To support in-person voting the county will need polling places and poll workers.

During the June primary election, officials temporarily reduced the number of polling places from 352 to 140, a reduction of 60 percent, after many traditional poll workers chose not to work that election cycle given the pandemic. Additionally, many traditional polling places in long-term care facilities or senior centers were not available as polling places due to the pandemic.

Officials have said they hope to return to a full complement of polling places in November.

“If you were a polling place in the past, prior to the primary, we need you. We need for you to work with us to help us help you make your place a safe and effective polling place, both for the users of your building and also for the general public and we are happy to do that,” Soltysiak said.

“If people in the community are aware of other places that can be polling places that we have not considered in the past, please do call Voter Services with those suggestions,” Soltysiak said. “And once we have all the polling places identified, we do need poll workers to staff them.

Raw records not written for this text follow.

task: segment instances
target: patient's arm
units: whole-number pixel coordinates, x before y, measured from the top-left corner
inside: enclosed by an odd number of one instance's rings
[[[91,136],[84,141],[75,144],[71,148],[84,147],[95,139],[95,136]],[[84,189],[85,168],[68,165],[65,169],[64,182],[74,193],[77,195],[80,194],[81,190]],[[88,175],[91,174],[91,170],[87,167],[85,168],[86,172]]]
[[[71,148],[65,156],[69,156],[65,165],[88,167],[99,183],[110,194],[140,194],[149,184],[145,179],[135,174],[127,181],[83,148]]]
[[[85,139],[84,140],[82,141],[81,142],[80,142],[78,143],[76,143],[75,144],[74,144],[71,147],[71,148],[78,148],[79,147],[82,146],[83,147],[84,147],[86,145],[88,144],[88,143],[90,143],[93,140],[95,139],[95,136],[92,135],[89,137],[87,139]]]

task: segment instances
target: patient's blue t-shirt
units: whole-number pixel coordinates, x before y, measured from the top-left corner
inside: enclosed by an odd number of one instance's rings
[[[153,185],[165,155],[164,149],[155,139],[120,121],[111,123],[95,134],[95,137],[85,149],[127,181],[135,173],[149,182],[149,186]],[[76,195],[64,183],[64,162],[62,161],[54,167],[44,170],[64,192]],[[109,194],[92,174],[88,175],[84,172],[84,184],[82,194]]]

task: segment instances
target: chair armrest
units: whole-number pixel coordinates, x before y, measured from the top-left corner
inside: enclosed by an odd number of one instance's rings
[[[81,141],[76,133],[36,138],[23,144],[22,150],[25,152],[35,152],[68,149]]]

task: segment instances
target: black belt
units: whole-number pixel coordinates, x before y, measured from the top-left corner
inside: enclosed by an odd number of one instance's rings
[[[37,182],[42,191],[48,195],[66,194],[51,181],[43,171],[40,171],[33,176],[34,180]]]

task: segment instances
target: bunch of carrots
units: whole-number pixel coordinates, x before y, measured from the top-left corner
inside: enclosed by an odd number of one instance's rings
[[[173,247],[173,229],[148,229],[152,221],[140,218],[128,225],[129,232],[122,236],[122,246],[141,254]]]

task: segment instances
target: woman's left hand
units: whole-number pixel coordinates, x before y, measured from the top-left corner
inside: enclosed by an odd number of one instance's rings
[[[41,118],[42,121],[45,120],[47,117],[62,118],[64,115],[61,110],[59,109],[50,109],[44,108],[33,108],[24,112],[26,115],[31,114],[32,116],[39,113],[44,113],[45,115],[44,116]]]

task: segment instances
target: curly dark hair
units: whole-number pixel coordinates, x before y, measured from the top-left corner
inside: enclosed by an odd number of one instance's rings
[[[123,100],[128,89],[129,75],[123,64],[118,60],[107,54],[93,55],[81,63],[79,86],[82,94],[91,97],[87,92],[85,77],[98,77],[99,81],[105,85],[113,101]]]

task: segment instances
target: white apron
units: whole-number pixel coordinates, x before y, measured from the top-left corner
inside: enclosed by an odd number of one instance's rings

We can’t have one without the other.”

Those interested in being poll workers can call Voter Services at 610-278-3275.

“I hope everybody heeds the calls for the help that we are definitely going to need as we head into November,” Arkoosh said.

Soltysiak added, “With the changes in the law and also with the voting patterns obviously shifting and also issues related to the pandemic, we’re going to organize the office so that we can scale up the size of Voter Services so we can accomplish the considerable tasks that lie ahead.”

The majority of county residents, about 126,000, voted by mail during the primary election while about 88,000 voted in-person.

“In order to accommodate that reality moving forward, the Office of Voter Services will be organized by an in-person division and also a mail-in division and both will be scaled up to meet the demand for November,” Soltysiak explained.